Brad Pitt and Angelina Jolie's daughter begins a treatment to change sex with 11 years: we speak with an expert

The first biological son of Brad Pitt and Angelina Jolie girl was born, but he has very clear his sexual identity since he was very young. He has always felt like a child and is lucky to have a family that supports him unconditionally.

A while ago he decided to abandon his old name of Shiloh by a new name, John Jolie Pitt, and now it will go a step further towards its voluntary reallocation of gender. As reported by the AFP agency, it has begun a hormonal treatment to change sex.

He has always felt like a child

It doesn't wear hair, you saw looks masculine and has always felt one more male in the family. He has been clear since he has reason because it is part of his identity: he is a boy.

Transgender children demonstrate a persistent identification with the opposite sex, they refer to themselves as boys (in the case of girls) and vice versa, and they reject in a frontal way when they are called of the sex of which their genitals are. Their behaviors are those of the "opposite" sex, and they show it with a stable pattern over time.

Brad Pitt and Angelina Jolie have always talked openly about their daughter's condition in interviews, as well as on social networks, and although they are separated they make it clear that they never tell her what she has to do or how she should feel. In an interview in 'Vanity Fair' his mother explained:

"She likes to dress like a child. She wants to be like a child. We had to cut her hair. Let her find her place."

HAPPY BIRTHDAY SHILOH NOUVEL
my beautiful and humble person ever
#ShilohJoliePitt pic.twitter.com/5XICyPRl8L

- Angelina Jolie (@angiejolieweb) May 27, 2017

Stop your development as a woman

Babies and more contacted a specialist to understand what this type of treatment consists of in children and clarify if 11 years is an adequate age to start.

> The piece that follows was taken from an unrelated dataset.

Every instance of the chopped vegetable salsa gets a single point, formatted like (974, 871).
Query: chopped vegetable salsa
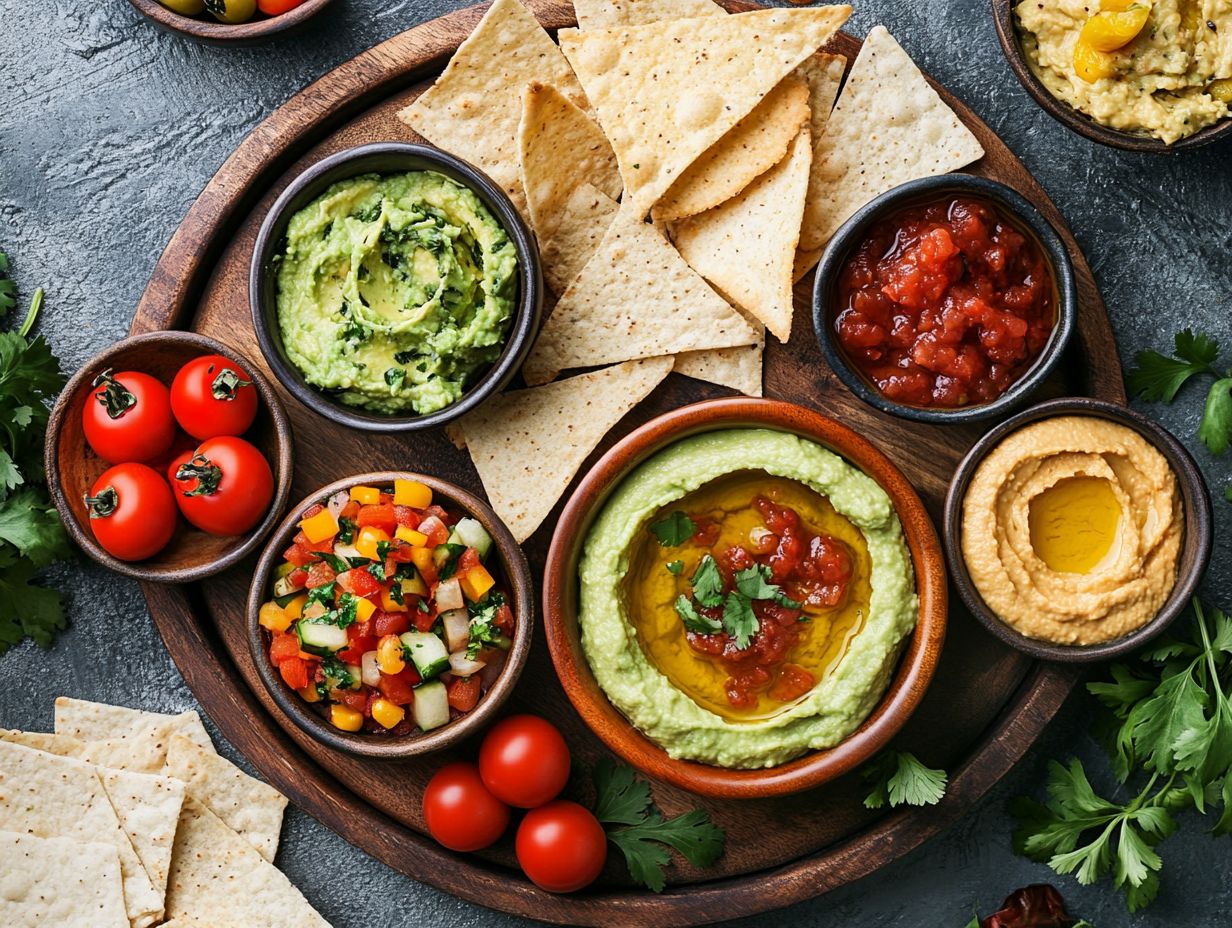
(385, 613)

We spoke with Miguel Fernández Sánchez-Barbudo, Clinical Psychologist and Sexologist of the Ofra Health Center (Santa Cruz de Tenerife), and co-founder of the Gender Identity Unit of the University Hospital of the Canary Islands, who has explained a little more about hormone therapy in children.

He explained that when the second stage is reached according to the Tanner scale, a stage in which secondary sexual characteristics begin to develop, and there is a clear intention of sex change, analogues of LHRH (gonadotropin-releasing hormone) are used. that act like puberty brakes.

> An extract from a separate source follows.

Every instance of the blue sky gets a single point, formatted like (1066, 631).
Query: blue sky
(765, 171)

Thus, development is inhibited before puberty changes begin to occur such as breast development or the arrival of menstruation, if we talk about a girl.

There is no set minimum age to begin the treatment, since it does not correspond to a chronological age, but to a stage of development that is different in each person.

Developmental braking therapy is reversible. That is to say that if it is suspended, the development will continue normally; the rule will come and her sexual characteristics of woman will develop.

If you want to continue with the sex change treatment later, the next intervention (around 14 years old) is to use androgens to gradually masculinize. These hormones will develop male characteristics such as severe voice, increased muscle mass, clitoral hypertrophy and redistribution of body fat.